Au bout d'une semaine, comme la vie à bord est quand même un peu compliquée du fait des travaux, je laisse Christian et Luchio entre hommes, avec leurs outils et tout leur matos, et je pars en vadrouille avec mon sac à dos, en bus, un peu plus au nord. Samedi 29 mars. Je m'arrête d'abord à Vina del Mar, à environ 150 km au nord de Santiago, la capitale. Vina est une petite ville balnéaire très aimée des habitants aisés de Santiago. Mais moi je ne lui trouve guère d'intérêt et je ne m'y attarde pas. Certes les plages sont belles, les avenues et les maisons plus coquettes et plus propres que dans les autres villes, mais cela manque d'âme et donc de charme. Et à part les calèches tirées par des chevaux, quelques jolies boutiques et le casino, et peut-être le parc de la Vergara, il n'y a rien de particulier à y voir.

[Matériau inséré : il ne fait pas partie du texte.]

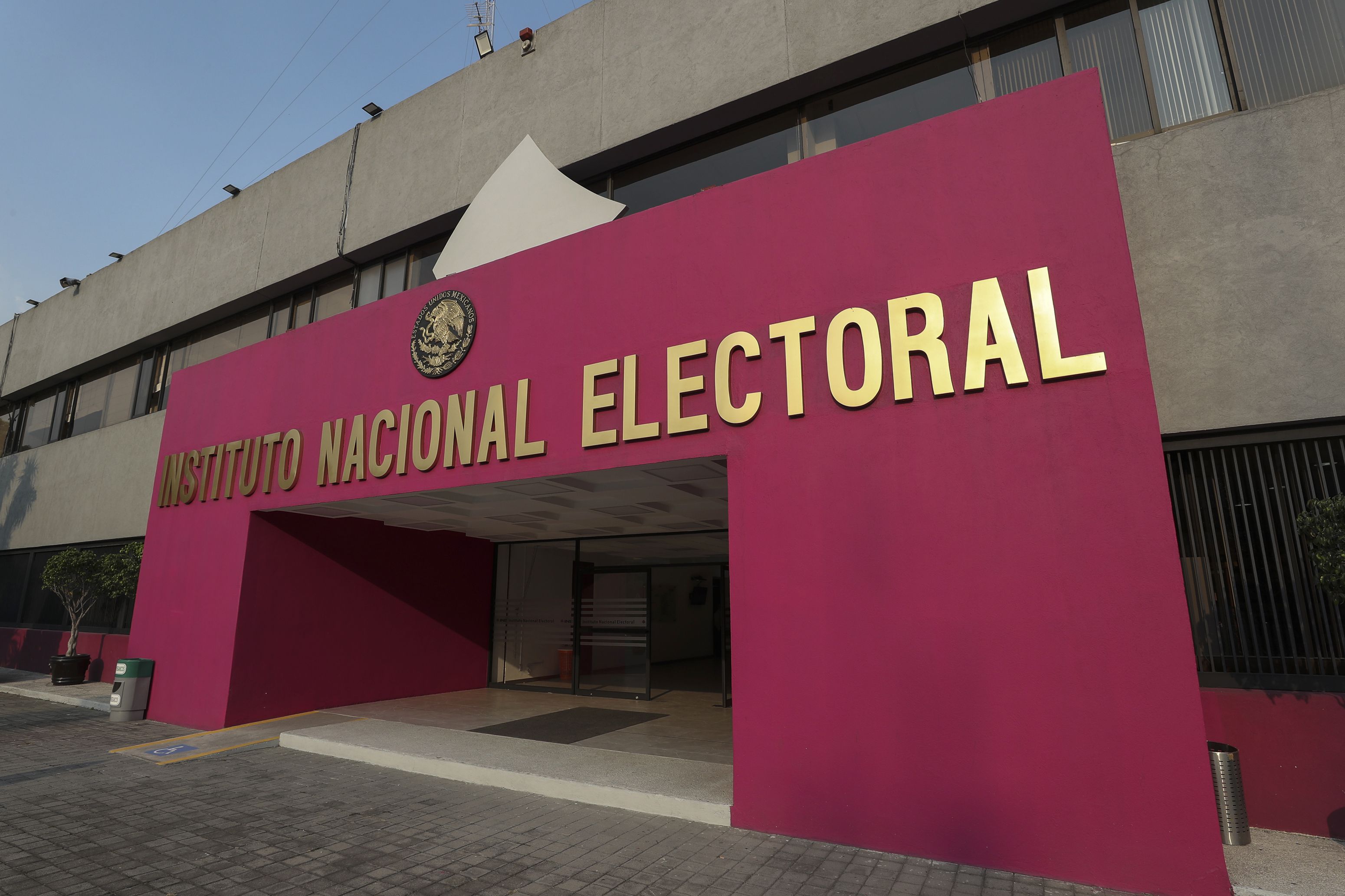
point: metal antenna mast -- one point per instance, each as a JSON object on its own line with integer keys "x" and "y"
{"x": 481, "y": 15}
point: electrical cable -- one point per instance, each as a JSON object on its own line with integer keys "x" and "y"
{"x": 290, "y": 104}
{"x": 282, "y": 158}
{"x": 248, "y": 118}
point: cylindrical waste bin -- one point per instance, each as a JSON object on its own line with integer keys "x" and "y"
{"x": 1228, "y": 794}
{"x": 131, "y": 689}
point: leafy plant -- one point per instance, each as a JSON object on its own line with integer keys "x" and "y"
{"x": 81, "y": 579}
{"x": 1322, "y": 526}
{"x": 77, "y": 579}
{"x": 121, "y": 571}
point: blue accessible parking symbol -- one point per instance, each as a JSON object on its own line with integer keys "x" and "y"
{"x": 171, "y": 751}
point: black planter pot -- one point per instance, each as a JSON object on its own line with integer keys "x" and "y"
{"x": 69, "y": 670}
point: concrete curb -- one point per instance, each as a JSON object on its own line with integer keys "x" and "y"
{"x": 57, "y": 697}
{"x": 579, "y": 791}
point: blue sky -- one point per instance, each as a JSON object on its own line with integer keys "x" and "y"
{"x": 116, "y": 109}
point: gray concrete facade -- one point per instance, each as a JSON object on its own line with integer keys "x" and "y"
{"x": 93, "y": 487}
{"x": 1235, "y": 224}
{"x": 1237, "y": 229}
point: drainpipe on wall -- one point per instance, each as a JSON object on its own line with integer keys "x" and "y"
{"x": 4, "y": 372}
{"x": 345, "y": 213}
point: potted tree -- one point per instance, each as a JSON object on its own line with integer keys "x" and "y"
{"x": 1322, "y": 526}
{"x": 76, "y": 578}
{"x": 81, "y": 579}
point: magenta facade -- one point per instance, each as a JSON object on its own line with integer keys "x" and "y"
{"x": 985, "y": 584}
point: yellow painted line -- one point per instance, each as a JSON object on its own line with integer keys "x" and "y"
{"x": 169, "y": 740}
{"x": 212, "y": 752}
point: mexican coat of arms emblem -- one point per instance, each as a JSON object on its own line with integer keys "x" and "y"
{"x": 443, "y": 334}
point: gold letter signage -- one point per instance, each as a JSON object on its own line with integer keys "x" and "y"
{"x": 451, "y": 432}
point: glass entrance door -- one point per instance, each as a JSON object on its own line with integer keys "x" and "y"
{"x": 613, "y": 633}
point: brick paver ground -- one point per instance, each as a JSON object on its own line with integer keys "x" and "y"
{"x": 77, "y": 820}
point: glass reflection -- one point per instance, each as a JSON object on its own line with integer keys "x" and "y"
{"x": 718, "y": 160}
{"x": 1103, "y": 38}
{"x": 899, "y": 100}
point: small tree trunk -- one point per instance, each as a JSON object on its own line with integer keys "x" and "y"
{"x": 75, "y": 638}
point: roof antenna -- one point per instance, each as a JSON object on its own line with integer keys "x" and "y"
{"x": 481, "y": 15}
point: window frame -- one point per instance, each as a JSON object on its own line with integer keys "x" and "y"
{"x": 123, "y": 621}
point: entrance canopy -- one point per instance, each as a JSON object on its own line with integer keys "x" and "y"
{"x": 681, "y": 496}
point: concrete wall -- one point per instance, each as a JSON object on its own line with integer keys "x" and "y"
{"x": 1237, "y": 232}
{"x": 91, "y": 487}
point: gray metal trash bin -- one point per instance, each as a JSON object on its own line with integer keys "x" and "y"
{"x": 131, "y": 689}
{"x": 1228, "y": 794}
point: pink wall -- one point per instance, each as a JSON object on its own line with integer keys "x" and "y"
{"x": 1292, "y": 751}
{"x": 346, "y": 611}
{"x": 31, "y": 649}
{"x": 986, "y": 585}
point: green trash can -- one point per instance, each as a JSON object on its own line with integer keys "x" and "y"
{"x": 131, "y": 689}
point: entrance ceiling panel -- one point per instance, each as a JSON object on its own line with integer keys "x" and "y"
{"x": 684, "y": 496}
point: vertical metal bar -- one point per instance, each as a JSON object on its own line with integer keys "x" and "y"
{"x": 490, "y": 654}
{"x": 1219, "y": 563}
{"x": 1293, "y": 598}
{"x": 1224, "y": 54}
{"x": 1220, "y": 560}
{"x": 1187, "y": 548}
{"x": 1245, "y": 598}
{"x": 1316, "y": 625}
{"x": 649, "y": 633}
{"x": 1144, "y": 66}
{"x": 1260, "y": 543}
{"x": 1067, "y": 62}
{"x": 576, "y": 610}
{"x": 1226, "y": 36}
{"x": 1332, "y": 645}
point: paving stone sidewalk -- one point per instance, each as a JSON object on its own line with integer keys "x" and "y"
{"x": 77, "y": 820}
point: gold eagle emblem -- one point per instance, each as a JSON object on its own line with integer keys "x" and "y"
{"x": 443, "y": 334}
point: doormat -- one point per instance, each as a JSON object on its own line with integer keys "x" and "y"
{"x": 569, "y": 726}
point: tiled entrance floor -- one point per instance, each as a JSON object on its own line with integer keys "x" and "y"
{"x": 693, "y": 727}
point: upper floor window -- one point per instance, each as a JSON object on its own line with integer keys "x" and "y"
{"x": 399, "y": 274}
{"x": 889, "y": 103}
{"x": 729, "y": 157}
{"x": 1286, "y": 49}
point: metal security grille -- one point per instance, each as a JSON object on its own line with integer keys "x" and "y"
{"x": 1256, "y": 614}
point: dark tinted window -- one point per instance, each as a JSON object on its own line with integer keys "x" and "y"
{"x": 13, "y": 571}
{"x": 1286, "y": 48}
{"x": 895, "y": 101}
{"x": 731, "y": 157}
{"x": 1103, "y": 38}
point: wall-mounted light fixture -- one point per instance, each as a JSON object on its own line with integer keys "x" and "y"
{"x": 483, "y": 43}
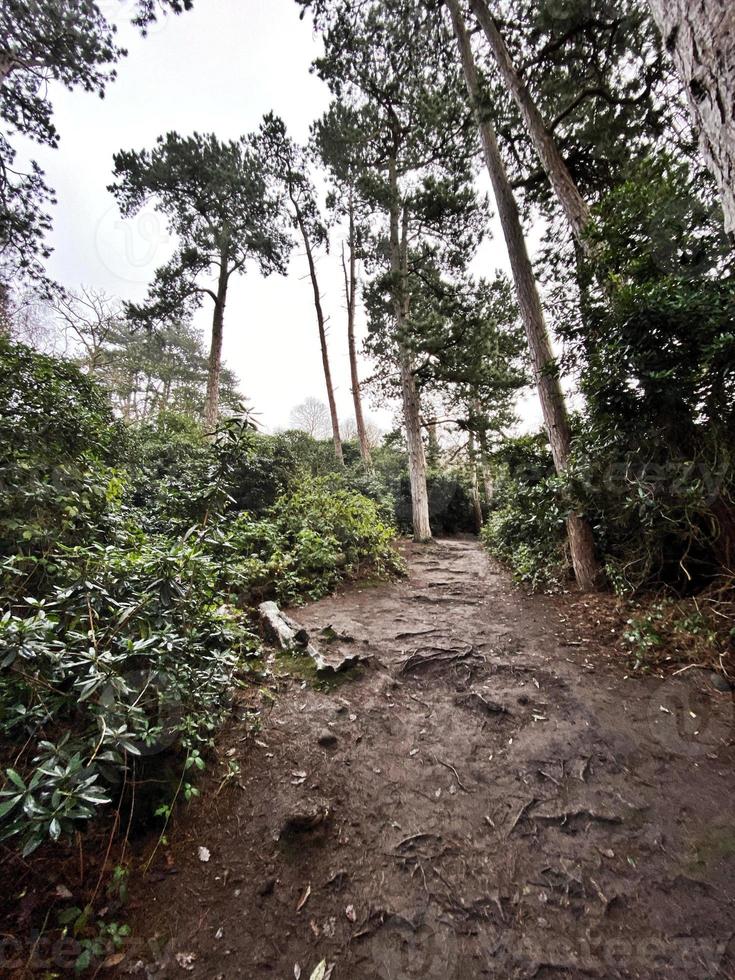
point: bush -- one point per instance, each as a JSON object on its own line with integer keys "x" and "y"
{"x": 525, "y": 527}
{"x": 128, "y": 583}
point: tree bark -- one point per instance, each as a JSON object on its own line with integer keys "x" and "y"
{"x": 487, "y": 480}
{"x": 474, "y": 486}
{"x": 700, "y": 37}
{"x": 350, "y": 275}
{"x": 411, "y": 400}
{"x": 573, "y": 204}
{"x": 211, "y": 405}
{"x": 586, "y": 569}
{"x": 337, "y": 439}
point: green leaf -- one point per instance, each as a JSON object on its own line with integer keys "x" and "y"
{"x": 15, "y": 778}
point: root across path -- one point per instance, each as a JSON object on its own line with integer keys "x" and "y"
{"x": 489, "y": 796}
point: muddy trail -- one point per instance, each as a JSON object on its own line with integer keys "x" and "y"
{"x": 490, "y": 796}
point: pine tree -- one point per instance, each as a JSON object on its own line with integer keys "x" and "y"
{"x": 581, "y": 542}
{"x": 388, "y": 63}
{"x": 701, "y": 39}
{"x": 289, "y": 166}
{"x": 73, "y": 44}
{"x": 220, "y": 205}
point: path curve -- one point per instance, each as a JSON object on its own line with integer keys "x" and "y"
{"x": 499, "y": 801}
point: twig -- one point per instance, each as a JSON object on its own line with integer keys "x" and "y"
{"x": 456, "y": 774}
{"x": 520, "y": 813}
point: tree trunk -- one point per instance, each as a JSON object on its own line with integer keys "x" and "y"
{"x": 700, "y": 37}
{"x": 6, "y": 66}
{"x": 487, "y": 480}
{"x": 432, "y": 457}
{"x": 411, "y": 401}
{"x": 211, "y": 405}
{"x": 573, "y": 204}
{"x": 553, "y": 407}
{"x": 351, "y": 298}
{"x": 322, "y": 335}
{"x": 474, "y": 487}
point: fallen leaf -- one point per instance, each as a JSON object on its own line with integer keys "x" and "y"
{"x": 114, "y": 959}
{"x": 320, "y": 972}
{"x": 186, "y": 960}
{"x": 304, "y": 898}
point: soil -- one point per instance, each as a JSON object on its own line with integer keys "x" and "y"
{"x": 491, "y": 795}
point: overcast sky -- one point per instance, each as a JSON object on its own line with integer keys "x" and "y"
{"x": 216, "y": 69}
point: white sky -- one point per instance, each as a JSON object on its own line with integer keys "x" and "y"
{"x": 218, "y": 69}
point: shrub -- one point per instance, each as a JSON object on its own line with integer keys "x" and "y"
{"x": 525, "y": 527}
{"x": 127, "y": 583}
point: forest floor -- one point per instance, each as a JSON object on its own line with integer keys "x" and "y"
{"x": 491, "y": 795}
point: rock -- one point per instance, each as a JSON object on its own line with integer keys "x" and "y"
{"x": 327, "y": 739}
{"x": 306, "y": 816}
{"x": 267, "y": 887}
{"x": 286, "y": 634}
{"x": 719, "y": 682}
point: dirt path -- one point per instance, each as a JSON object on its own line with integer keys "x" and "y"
{"x": 513, "y": 807}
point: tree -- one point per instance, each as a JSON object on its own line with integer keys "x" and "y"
{"x": 581, "y": 542}
{"x": 573, "y": 204}
{"x": 220, "y": 205}
{"x": 147, "y": 372}
{"x": 91, "y": 319}
{"x": 70, "y": 43}
{"x": 289, "y": 165}
{"x": 388, "y": 62}
{"x": 700, "y": 37}
{"x": 338, "y": 139}
{"x": 312, "y": 416}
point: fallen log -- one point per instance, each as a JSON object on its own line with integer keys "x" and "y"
{"x": 288, "y": 635}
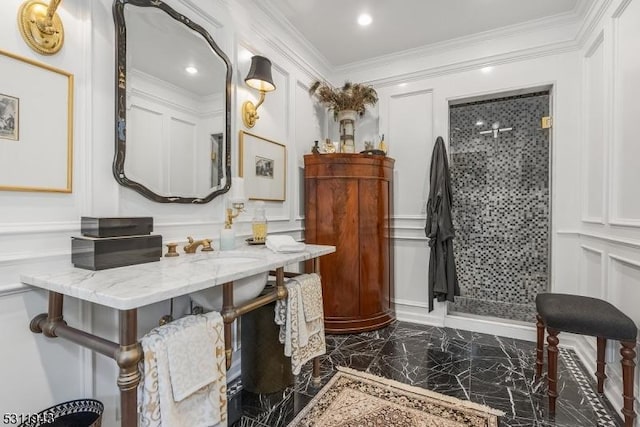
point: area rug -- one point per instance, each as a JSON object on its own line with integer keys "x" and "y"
{"x": 352, "y": 398}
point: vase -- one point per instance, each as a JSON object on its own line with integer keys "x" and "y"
{"x": 347, "y": 120}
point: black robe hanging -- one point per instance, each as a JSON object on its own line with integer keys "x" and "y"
{"x": 443, "y": 283}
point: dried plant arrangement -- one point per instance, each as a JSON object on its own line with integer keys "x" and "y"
{"x": 351, "y": 96}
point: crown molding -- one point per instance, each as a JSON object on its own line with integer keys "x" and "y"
{"x": 282, "y": 22}
{"x": 543, "y": 24}
{"x": 593, "y": 14}
{"x": 201, "y": 13}
{"x": 473, "y": 64}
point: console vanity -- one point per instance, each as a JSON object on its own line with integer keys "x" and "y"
{"x": 129, "y": 288}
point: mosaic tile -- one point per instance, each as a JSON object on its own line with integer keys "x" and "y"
{"x": 500, "y": 205}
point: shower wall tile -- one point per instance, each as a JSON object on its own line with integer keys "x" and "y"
{"x": 501, "y": 204}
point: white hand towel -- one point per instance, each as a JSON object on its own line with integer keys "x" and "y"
{"x": 192, "y": 360}
{"x": 303, "y": 339}
{"x": 205, "y": 407}
{"x": 284, "y": 244}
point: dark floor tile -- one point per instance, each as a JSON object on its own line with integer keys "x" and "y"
{"x": 491, "y": 370}
{"x": 497, "y": 377}
{"x": 490, "y": 351}
{"x": 515, "y": 404}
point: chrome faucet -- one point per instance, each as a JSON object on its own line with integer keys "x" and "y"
{"x": 192, "y": 246}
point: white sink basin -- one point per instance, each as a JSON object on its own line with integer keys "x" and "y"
{"x": 244, "y": 289}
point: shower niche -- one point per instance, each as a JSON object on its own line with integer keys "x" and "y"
{"x": 500, "y": 178}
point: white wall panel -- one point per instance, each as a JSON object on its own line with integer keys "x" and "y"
{"x": 591, "y": 281}
{"x": 36, "y": 371}
{"x": 409, "y": 137}
{"x": 310, "y": 119}
{"x": 626, "y": 150}
{"x": 181, "y": 152}
{"x": 411, "y": 259}
{"x": 624, "y": 285}
{"x": 144, "y": 156}
{"x": 594, "y": 133}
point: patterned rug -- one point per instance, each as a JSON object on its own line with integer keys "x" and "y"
{"x": 353, "y": 398}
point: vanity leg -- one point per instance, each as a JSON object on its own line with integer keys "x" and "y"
{"x": 127, "y": 357}
{"x": 316, "y": 361}
{"x": 228, "y": 316}
{"x": 315, "y": 377}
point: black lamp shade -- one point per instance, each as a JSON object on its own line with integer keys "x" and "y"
{"x": 259, "y": 76}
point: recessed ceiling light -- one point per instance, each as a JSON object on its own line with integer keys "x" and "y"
{"x": 364, "y": 19}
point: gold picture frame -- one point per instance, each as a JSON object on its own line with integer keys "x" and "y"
{"x": 40, "y": 157}
{"x": 263, "y": 165}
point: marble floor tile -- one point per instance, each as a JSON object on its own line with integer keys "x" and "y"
{"x": 487, "y": 369}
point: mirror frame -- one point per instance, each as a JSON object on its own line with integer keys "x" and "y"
{"x": 121, "y": 97}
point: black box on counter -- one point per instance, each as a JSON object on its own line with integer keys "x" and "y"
{"x": 110, "y": 252}
{"x": 114, "y": 227}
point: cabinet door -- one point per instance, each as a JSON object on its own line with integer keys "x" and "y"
{"x": 374, "y": 247}
{"x": 337, "y": 224}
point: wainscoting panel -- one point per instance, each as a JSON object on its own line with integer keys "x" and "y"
{"x": 411, "y": 258}
{"x": 410, "y": 140}
{"x": 592, "y": 277}
{"x": 594, "y": 161}
{"x": 625, "y": 205}
{"x": 624, "y": 285}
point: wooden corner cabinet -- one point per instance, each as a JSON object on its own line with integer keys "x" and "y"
{"x": 348, "y": 203}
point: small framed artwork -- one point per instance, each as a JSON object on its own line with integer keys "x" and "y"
{"x": 9, "y": 117}
{"x": 263, "y": 165}
{"x": 36, "y": 126}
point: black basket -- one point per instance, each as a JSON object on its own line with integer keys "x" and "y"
{"x": 75, "y": 413}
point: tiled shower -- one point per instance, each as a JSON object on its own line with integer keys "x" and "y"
{"x": 499, "y": 163}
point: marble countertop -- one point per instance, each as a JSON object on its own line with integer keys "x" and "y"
{"x": 130, "y": 287}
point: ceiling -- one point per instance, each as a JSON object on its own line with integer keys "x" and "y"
{"x": 398, "y": 25}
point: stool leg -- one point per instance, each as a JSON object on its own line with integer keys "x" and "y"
{"x": 628, "y": 355}
{"x": 539, "y": 346}
{"x": 552, "y": 377}
{"x": 602, "y": 344}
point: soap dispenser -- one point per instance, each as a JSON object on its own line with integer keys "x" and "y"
{"x": 227, "y": 238}
{"x": 259, "y": 223}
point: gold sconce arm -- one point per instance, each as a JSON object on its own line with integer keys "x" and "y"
{"x": 40, "y": 26}
{"x": 250, "y": 111}
{"x": 259, "y": 78}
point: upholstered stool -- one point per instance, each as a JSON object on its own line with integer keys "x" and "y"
{"x": 586, "y": 316}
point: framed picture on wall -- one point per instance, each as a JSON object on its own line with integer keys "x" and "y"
{"x": 263, "y": 165}
{"x": 36, "y": 126}
{"x": 9, "y": 117}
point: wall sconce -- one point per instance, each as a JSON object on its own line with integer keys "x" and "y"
{"x": 259, "y": 77}
{"x": 40, "y": 26}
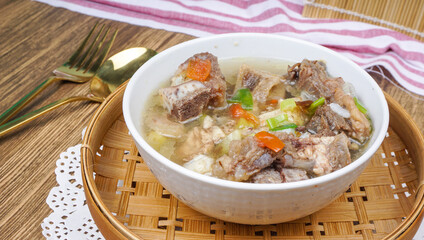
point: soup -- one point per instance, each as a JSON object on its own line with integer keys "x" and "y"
{"x": 256, "y": 120}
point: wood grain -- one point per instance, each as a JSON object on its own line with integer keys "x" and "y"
{"x": 34, "y": 39}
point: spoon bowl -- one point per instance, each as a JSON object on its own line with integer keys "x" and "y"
{"x": 111, "y": 74}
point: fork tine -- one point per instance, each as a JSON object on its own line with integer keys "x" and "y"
{"x": 95, "y": 51}
{"x": 83, "y": 57}
{"x": 104, "y": 53}
{"x": 71, "y": 61}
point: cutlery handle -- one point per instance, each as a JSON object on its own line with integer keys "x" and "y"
{"x": 18, "y": 122}
{"x": 25, "y": 100}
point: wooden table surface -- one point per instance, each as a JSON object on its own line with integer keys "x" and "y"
{"x": 36, "y": 38}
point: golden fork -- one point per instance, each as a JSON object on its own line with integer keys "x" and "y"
{"x": 79, "y": 68}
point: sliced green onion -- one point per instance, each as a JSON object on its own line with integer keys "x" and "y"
{"x": 243, "y": 96}
{"x": 320, "y": 101}
{"x": 287, "y": 104}
{"x": 359, "y": 106}
{"x": 277, "y": 121}
{"x": 285, "y": 126}
{"x": 243, "y": 123}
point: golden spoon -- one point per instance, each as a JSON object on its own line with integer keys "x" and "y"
{"x": 113, "y": 72}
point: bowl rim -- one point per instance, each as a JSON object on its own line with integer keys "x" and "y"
{"x": 243, "y": 185}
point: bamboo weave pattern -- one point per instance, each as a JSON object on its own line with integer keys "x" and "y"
{"x": 406, "y": 16}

Je me dirige vers Valparaiso, la ville toute voisine de Vina, située dans une grande baie pittoresque. Là le charme de cette vieille ville toute en collines opère de suite. Elle est en pleine régression économique, délaissée par les touristes pour la riche voisine Vina del Mar, et par les Administrations et les politiques pour Santiago. Le déclin de la ville a débuté en fait dès 1914 avec l'ouverture du canal de Panama, qui a rendu le passage du cap Horn obsolète et la fréquentation des ports du Pacifique sud moins attractive. Valparaiso vit cependant toujours au rythme de son port, qui a colonisé tout le bord de mer. Ce n'est que déchargement de transcontainers, ponts roulants, dockers et empilage sans fin d'énormes containers. C'est l'effervescence permanente. Les 45 cerros (collines) de la ville représentent un véritable labyrinthe, ce sont des ruelles enchevêtrées (ça fait du bien, ça change des habituels "cuadras"; la plupart des villes chiliennes sont construites en avenues perpendiculaires), des places tranquilles, des façades colorées, des murs peints de fresques, des ascenseurs centenaires qui partent vaillamment à l'assaut des collines, des petits bistrots et restos à la déco un peu décatie. Il y a des chats paresseux qui se prélassent un peu partout. Tout me plaît dans cette ville, l'ambiance est populaire, bohème et chaleureuse et il y a mille petits coins et quartiers à découvrir. Il faut avoir un peu de temps, de bonnes jambes, et aimer aller le nez au vent, au fil des escaliers, passages et ruelles pentues, et des vieux funiculaires bringuebalants. Je loge chez Gilles, "A la Bicyclette", chambre d'hôtes renseignée par "Le Routard", sur le Cerro Alegre. C'est une vieille et haute maison jaune. Les voyageurs sont jeunes, sac à dos, comme moi ... Language international le matin autour de la grande table du petit déjeuner, sous l'avocatier de la terrasse. J'ai l'impression de me retrouver adolescente, à la découverte du monde... Voyager seule n'est pas compliqué au Chili, le pays est plutôt sûr et les Chiliens sont très aimables. Le plus difficile pour moi est de rentrer seule dans un restaurant, mais je m'y fais vite. Au bout de trois jours à arpenter les ruelles de Valparaiso, à visiter les places, les églises, "La Sebastiana", maison de Pablo Neruda (poète et diplomate chilien, Prix Nobel de littérature), je reprends un bus encore plus vers le nord, pour La Serena.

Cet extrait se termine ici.